You can use a custom query to perform QLI instead of creating a view. In the Custom QLI Query field, provide the expected query structure as shown below and click Save. This query retrieves the information directly from the QLI table.

SELECT (
  CASE CAST(useridentity.type AS VARCHAR)
    WHEN 'AssumedRole'
    THEN SUBSTR(useridentity.principalid, position(':' IN useridentity.principalid)+1)
    WHEN 'IAMUser'
    THEN useridentity.username
    ELSE useridentity.username
  END
  ) AS userName
  ,'' AS defaultDatabases
  ,json_extract_scalar(responseElements, '$.queryExecutionId') AS sessionId
  ,replace(eventtime, 'T', ' ') AS sessionStartTime
  ,replace(eventtime, 'T', ' ') AS startTime
  -- REPLACE(REPLACE(REPLACE(REPLACE(json_extract_scalar(requestParameters, '$.queryString'),
  -- 'schema1','awsdatacatalog.schema1'), 'schema2','awsdatacatalog.schema2'),
  -- 'schema3', 'awsdatacatalog.schema3'), 'schema4', 'awsdatacatalog.schema4') AS queryString
  ,json_extract_scalar(requestParameters, '$.queryString') AS queryString
  ,NULL AS seconds
  ,false as cancelled
FROM default.alation_qli
WHERE eventname = 'StartQueryExecution'
  AND CAST(ErrorCode AS VARCHAR) IS NULL
  AND json_extract_scalar(requestParameters, '$.queryString') <> 'SELECT 1'
  AND json_extract_scalar(requestParameters, '$.queryString') NOT LIKE 'SHOW%'
  AND json_extract_scalar(requestParameters, '$.queryString') NOT LIKE 'MSCK%'
  AND json_extract_scalar(requestParameters, '$.queryString') NOT LIKE 'DROP%DATABASE%'
  AND json_extract_scalar(requestParameters, '$.queryString') NOT LIKE 'DROP%SCHEMA%'
  AND json_extract_scalar(requestParameters, '$.queryString') NOT LIKE 'DESCRIBE%'
  AND json_extract_scalar(requestParameters, '$.queryString') NOT LIKE 'CREATE%DATABASE%'
  AND json_extract_scalar(requestParameters, '$.queryString') NOT LIKE 'CREATE%SCHEMA%'
  AND json_extract_scalar(requestParameters, '$.queryString') NOT LIKE 'ALTER%DATABASE%'
  AND json_extract_scalar(requestParameters, '$.queryString') NOT LIKE 'ALTER%SCHEMA%'
  AND json_extract_scalar(requestParameters, '$.queryString') NOT LIKE 'EXPLAIN%'
  AND json_extract_scalar(requestParameters, '$.queryString') NOT LIKE 'UNLOAD%'
  AND daterange>=STARTTIME
  AND daterange<ENDTIME;

Perform QLI

To perform QLI on demand:

  1. Under the Automated and Manual Query Log Ingestion section on the Query Log Ingestion tab, make sure that the Enable Automated Query Log Ingestion toggle is off.
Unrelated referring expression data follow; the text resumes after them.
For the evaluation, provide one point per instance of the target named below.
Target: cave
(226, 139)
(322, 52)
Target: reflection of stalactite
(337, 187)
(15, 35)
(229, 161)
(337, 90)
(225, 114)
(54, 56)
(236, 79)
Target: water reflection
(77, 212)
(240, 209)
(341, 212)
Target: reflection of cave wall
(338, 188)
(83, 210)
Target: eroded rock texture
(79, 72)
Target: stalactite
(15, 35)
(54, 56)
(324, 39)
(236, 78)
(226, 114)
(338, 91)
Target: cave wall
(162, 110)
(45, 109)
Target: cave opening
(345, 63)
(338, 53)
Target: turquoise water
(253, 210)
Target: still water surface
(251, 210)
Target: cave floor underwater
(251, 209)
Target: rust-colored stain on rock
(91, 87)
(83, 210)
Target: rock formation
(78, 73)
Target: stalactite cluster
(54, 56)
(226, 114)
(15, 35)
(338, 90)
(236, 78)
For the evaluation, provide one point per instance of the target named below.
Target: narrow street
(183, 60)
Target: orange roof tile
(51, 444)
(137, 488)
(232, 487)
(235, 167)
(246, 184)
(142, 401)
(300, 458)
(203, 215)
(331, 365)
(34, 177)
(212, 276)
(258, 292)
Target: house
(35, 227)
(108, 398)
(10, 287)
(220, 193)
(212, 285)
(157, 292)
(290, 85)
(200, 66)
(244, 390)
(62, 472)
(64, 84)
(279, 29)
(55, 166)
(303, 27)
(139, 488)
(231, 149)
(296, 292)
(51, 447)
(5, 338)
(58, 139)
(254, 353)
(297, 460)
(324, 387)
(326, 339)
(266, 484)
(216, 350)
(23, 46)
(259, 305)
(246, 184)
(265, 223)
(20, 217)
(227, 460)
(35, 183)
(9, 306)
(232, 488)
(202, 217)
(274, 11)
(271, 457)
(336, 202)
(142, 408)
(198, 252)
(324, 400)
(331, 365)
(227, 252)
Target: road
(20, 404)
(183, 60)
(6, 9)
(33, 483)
  2. Click Preview to get a sample of the query history data to be ingested.

  3. Click the Import button to begin QLI.

Schedule QLI

You can schedule QLI to be performed automatically on the schedule you set:

  1. Under the Automated and Manual Query Log Ingestion section on the Query Log Ingestion tab, enable the Enable Automated Query Log Ingestion toggle.

  2. Under Automated Query Log Ingestion Time, set a schedule by specifying values in the week, day and time fields. The next QLI job will run on the schedule you have specified.

    Note

    The hourly schedule for automated QLI is not supported.